Герман бледно улыбнулся — успокоительное еще действовало, и улыбнуться по-другому он просто не мог.
— Да, эту область я обходил стороной.
— Результат всегда один и тот же. Как бы ты ни строил, как бы ни была прекрасна страна, построенная тобой, рано или поздно, с моей помощью или без нее, она все равно падет. Но уничтожь ее тщательно, продуманно, не упуская самой малейшей детали, и руины навсегда останутся руинами. Никогда ей не восстать из пепла.
Благодаря наркотику ярость и ненависть Германа обратились в жалость и мягкую печаль. Когда он мигнул, с ресницы скатилась слеза.
— Италия была прекрасна, — сказал он.
Дун кивнул.
Когда слезы начали ручейками стекать на подушку, Герман сквозь всхлипы выдавил:
— Зачем это было тебе?
— Я практиковался.
— Практиковался?
— Я намереваюсь спасти человечество.
Успокоительное не помешало Герману улыбнуться такому объяснению.
— Да, неплохая тренировочка вышла. И что же ты теперь собираешься уничтожить, после Италии-то?
Дун ничего не ответил. Он подошел к окну и выглянул наружу.
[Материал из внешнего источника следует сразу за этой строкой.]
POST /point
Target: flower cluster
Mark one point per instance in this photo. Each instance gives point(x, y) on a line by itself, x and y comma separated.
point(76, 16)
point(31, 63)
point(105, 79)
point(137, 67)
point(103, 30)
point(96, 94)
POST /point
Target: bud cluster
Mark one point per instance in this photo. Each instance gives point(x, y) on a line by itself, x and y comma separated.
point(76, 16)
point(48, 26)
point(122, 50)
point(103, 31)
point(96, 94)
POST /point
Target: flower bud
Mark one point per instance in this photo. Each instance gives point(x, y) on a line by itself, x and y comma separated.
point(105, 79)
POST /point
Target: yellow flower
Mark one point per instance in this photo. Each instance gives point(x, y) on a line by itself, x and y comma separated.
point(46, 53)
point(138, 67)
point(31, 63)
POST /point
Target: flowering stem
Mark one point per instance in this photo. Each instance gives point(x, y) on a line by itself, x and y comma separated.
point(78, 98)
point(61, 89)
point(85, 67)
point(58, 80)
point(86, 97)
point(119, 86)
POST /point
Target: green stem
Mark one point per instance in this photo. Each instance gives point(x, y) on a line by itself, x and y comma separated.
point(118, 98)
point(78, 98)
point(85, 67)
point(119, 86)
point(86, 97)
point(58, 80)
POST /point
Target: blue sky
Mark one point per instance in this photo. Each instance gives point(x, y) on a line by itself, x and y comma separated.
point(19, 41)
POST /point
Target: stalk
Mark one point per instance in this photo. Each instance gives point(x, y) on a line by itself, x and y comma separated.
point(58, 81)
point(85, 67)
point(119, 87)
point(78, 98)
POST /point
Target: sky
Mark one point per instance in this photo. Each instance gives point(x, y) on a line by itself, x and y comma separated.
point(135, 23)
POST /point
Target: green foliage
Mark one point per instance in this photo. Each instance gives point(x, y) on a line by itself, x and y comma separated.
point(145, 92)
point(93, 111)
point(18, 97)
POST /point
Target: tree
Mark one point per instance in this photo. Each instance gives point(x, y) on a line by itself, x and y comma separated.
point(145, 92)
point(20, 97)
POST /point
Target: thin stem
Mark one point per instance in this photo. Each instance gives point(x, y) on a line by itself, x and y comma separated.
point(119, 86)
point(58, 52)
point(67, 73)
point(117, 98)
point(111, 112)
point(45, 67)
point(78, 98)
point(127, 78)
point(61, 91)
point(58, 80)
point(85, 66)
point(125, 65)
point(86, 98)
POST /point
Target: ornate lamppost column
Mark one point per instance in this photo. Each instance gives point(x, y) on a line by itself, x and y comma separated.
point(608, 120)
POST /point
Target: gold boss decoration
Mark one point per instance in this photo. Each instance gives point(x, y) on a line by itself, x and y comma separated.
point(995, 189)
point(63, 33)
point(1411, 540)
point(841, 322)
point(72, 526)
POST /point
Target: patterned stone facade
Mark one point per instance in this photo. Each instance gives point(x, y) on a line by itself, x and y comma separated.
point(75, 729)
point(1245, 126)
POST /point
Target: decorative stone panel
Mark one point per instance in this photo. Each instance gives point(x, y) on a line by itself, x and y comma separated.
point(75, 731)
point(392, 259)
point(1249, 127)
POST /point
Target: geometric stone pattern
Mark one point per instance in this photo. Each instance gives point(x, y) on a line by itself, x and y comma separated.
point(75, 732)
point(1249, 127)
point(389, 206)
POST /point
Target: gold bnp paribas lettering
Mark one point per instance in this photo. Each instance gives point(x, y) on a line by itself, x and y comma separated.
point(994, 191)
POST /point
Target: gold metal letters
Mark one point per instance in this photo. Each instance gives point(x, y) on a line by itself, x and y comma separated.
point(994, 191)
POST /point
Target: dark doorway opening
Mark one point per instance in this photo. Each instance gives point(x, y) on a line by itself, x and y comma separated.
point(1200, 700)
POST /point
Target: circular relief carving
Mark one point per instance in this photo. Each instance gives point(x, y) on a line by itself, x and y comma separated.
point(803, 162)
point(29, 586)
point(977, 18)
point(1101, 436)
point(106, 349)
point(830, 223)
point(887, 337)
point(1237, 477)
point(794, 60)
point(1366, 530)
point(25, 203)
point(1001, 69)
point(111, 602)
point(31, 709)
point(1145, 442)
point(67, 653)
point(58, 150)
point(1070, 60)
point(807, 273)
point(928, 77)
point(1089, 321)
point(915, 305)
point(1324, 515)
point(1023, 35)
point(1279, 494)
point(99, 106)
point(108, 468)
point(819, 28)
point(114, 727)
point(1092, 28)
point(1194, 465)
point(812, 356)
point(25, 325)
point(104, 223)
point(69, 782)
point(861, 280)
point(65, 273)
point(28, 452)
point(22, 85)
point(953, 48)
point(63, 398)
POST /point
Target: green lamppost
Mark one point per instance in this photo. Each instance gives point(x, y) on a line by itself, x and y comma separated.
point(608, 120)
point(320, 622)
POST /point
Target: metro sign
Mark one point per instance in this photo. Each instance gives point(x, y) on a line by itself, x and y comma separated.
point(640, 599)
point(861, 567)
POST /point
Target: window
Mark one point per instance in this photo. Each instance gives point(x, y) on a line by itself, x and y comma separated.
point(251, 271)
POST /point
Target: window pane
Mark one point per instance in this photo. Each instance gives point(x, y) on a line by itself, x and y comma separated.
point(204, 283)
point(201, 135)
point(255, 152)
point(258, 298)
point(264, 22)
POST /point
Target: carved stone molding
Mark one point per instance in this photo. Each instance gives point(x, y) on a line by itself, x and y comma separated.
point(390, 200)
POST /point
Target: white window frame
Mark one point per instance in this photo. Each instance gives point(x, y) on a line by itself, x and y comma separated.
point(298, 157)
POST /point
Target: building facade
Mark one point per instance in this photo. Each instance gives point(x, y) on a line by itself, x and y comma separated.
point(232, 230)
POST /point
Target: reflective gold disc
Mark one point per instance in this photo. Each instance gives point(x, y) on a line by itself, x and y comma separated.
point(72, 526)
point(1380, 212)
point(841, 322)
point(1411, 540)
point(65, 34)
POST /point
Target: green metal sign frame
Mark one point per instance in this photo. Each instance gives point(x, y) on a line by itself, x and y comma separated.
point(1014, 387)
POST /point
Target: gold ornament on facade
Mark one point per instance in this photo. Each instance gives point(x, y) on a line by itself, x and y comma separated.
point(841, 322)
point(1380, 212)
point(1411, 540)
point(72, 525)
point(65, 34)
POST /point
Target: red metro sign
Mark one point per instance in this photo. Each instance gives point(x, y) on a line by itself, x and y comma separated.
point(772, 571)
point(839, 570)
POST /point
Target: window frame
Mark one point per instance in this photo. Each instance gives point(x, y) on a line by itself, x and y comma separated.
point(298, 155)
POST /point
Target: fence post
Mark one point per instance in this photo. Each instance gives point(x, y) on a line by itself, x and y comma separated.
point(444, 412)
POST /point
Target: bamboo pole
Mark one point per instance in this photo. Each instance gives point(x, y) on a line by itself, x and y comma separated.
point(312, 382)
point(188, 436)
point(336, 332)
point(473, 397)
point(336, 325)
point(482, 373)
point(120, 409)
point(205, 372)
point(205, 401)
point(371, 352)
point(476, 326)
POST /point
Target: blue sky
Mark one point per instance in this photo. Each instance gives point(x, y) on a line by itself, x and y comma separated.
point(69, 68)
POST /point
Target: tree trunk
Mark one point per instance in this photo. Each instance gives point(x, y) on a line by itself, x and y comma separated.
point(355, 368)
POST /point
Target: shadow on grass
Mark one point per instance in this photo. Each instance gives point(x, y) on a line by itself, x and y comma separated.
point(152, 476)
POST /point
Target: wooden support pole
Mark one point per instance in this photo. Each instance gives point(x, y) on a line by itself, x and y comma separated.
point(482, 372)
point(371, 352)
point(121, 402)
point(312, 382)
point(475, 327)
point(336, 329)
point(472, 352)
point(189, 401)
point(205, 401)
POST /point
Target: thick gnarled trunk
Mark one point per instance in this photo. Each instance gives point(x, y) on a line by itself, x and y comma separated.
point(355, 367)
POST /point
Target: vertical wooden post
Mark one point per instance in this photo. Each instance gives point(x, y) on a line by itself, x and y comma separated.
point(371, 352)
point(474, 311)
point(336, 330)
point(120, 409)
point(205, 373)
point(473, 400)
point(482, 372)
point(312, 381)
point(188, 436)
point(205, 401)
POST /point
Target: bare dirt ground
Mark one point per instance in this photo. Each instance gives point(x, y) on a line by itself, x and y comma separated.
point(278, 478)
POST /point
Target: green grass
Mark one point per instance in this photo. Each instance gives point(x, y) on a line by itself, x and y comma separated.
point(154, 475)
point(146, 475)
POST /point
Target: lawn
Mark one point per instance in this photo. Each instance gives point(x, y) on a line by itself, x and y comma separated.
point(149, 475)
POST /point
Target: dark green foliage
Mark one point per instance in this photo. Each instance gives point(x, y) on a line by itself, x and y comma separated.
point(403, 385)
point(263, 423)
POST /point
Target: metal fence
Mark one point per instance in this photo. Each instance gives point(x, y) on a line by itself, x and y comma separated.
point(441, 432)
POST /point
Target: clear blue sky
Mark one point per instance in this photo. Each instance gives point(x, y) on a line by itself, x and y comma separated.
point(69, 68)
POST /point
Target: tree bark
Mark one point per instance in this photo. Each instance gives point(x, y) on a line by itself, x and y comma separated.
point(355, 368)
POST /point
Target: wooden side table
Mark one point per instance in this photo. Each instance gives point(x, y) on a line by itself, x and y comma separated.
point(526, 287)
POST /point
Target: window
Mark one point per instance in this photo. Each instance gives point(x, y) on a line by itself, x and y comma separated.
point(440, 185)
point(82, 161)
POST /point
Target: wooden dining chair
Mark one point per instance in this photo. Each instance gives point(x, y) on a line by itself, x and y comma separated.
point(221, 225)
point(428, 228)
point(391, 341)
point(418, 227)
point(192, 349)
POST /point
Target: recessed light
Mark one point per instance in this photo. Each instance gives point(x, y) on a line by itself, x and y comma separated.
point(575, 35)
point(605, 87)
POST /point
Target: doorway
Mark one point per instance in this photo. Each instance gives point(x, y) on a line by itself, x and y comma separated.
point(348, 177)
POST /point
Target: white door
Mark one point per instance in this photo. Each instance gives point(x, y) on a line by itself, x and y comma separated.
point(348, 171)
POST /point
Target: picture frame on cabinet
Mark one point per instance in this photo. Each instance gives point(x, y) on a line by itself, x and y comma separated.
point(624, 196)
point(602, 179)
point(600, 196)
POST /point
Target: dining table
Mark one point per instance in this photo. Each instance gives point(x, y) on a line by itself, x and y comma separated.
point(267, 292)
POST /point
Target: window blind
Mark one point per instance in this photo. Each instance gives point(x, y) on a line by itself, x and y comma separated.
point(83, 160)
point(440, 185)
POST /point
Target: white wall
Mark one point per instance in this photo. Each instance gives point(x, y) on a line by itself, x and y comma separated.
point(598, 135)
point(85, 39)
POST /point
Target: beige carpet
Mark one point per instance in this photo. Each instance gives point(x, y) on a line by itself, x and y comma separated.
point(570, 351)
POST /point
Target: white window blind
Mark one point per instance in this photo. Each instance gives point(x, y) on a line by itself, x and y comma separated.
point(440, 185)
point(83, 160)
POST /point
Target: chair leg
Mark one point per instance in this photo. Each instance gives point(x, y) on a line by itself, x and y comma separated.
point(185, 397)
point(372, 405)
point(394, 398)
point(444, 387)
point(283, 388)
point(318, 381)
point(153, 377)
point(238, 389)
— Знаешь, что сейчас происходит за твоим окном?
— Нет, — промямлил Герман.
— Крестьяне давят оливки. Везут продукты во Флоренцию. Неплохой пейзаж, дед. Весьма пасторальный.
— Там у них весна? Или осень?
— Кто знает? — спросил в ответ Дун. — Мало осталось людей, которые бы помнили такие подробности. Всем остальным нет никакого дела до этого. Каждая планета Империи может по желанию устанавливать себе время года, а на Капитолии вообще нет ни лета, ни зимы, ни осени, ни весны. Мы покорили Вселенную. Империя могущественна, и даже жалкие нападки врагов — не более чем комариные укусы для нас.
Слово «комар» ничего не значило для Германа, но он был слишком слаб, чтобы спрашивать.
— Дедушка, понимаешь, Империя стабильна. Может быть, она не так совершенна, как Италия, но она сильна и стабильна. Кроме того, у нее в распоряжении имеется сомек, который дает элите общества возможность прожить десятки веков. А теперь скажи, способна ли Империя рухнуть?
Герман напряг непослушные мозги. Он никогда не думал об Империи, как о каком-то государстве, подобном тем, которые существовали в Международных Играх. Империя… она просто есть. Это реальность. Ничто не сможет повредить ей.
— Ничто не сможет повредить Империи, — сказал Герман.
— Я смогу, — возразил Дун.
— Ты безумец, — ответил Герман.
— Возможно, — кивнул Дун. На этом разговор оборвался, поскольку лекарства решили, что Герману пора спать.
Он заснул.
— Я хочу повидаться с Дуном, — сказал Герман.
— А мне казалось, — осторожно ответил Грей, — что за последний месяц ты уже по горло на него насмотрелся.